Forderungen nach Konsequenzen
Das Bündnis „Defend Kurdistan“ und das Kurdistan-Solidaritätskomitee Kiel (KSK) haben die Messerattacke auf einen 28-Jährigen am Samstag in Kiel scharf verurteilt. Die beiden Organisationen zeigten sich in einer gemeinsamen Erklärung erschüttert über den „brutalen Angriff“, von der die kurdische Community einen islamistischen Hintergrund vermutet, und fordern Konsequenzen. Die Tat hatte sich unmittelbar vor einer friedlichen Kundgebung zum zehnten Jahrestag der Befreiung der kurdischen Stadt Kobanê von der Terrormiliz „Islamischer Staat“ (IS) ereignet, das Opfer wurde schwer verletzt. Gegen den Tatverdächtigen, bei dem es sich um einen arabischen Syrer handelt, wird wegen gefährlicher Körperverletzung ermittelt.
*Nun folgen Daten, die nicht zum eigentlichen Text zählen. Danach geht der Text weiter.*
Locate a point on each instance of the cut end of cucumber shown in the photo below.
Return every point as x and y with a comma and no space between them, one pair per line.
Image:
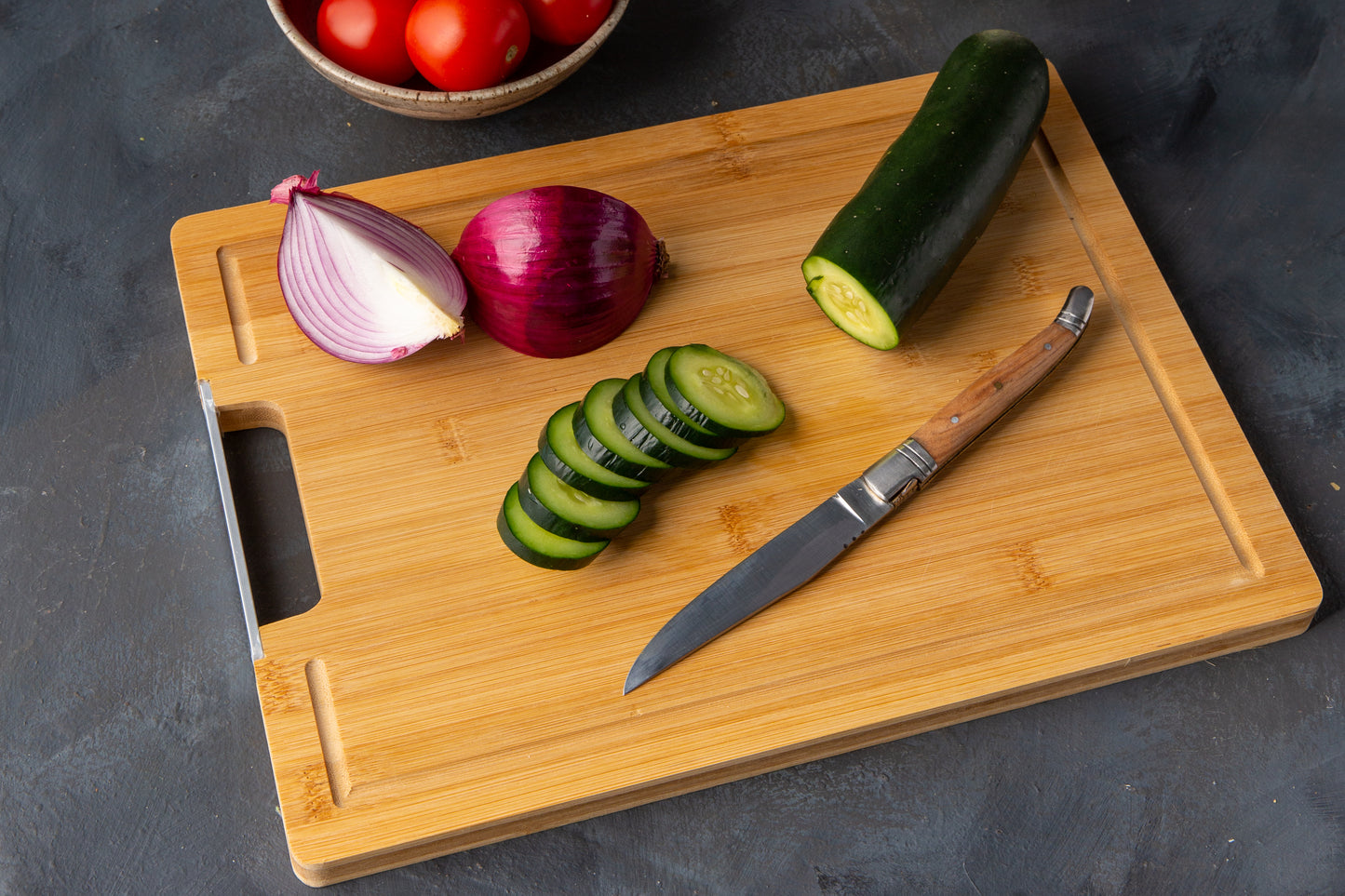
848,304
Ein Begleiter des Opfers blieb offenbar nur durch Glück unverletzt. Diesen habe der Täter zuerst versucht anzugreifen, doch er habe sich wegducken können. Defend Kurdistan und das KSK sehen in dem Angriff „ein alarmierendes Zeichen für die anhaltende Bedrohung durch den religiösen Fundamentalismus des IS sowie einer von antikurdischem Rassismus geprägten Haltung“. Augenzeugenberichten zufolge äußerten sich die Angreifer vor der Tat zugunsten des IS – „darüber hinaus trugen sie ihren antikurdischen Rassismus durch beleidigende Äußerungen zur Schau“, schreiben die beiden Organisationen in ihrer Erklärung. „Solche Fälle verdeutlichen zum wiederholten Mal die Gewaltbereitschaft islamistischer, faschistischer und rassistischer Gruppierungen.“
Die Aktivist:innen werfen zudem der Türkei, die seit Wochen gemeinsam mit dschihadistischen Gruppen die Demokratische Selbstverwaltung Nordostsyriens (DAANES) angreift vor, aktiv zum Wiedererstarken des IS beizutragen. Der Kieler Vorfall sei kein Einzelfall, sondern Teil einer „international vernetzten Bedrohung“. Diese Bedrohung dürfe jedoch nicht zum „Erstarren“ progressiver politischer Kräfte führen. Sie sollte „im Sinne internationaler Solidarität sowie mittels gegenseitiger Unterstützung und Entschlossenheit“ mit Widerstand beantwortet werden. „Wir werden weiterhin jeder Form von faschistischer Bedrohung und Gewalt entgegentreten.“
Forderungen an deutsche Politik
An die deutsche Politik und Öffentlichkeit appellieren Defend Kurdistan und das KSK, entschieden gegen die Wurzeln solcher Taten vorzugehen. Dabei seien folgende Maßnahmen unerlässlich:
„Gründliche Aufklärung des Angriffs: Die genauen Hintergründe der Tat und die Verbindungen der Täter zum IS oder anderen islamistischen Netzwerken, auch im Kontext eines möglichen Türkei-Bezugs, müssen umfassend ermittelt werden.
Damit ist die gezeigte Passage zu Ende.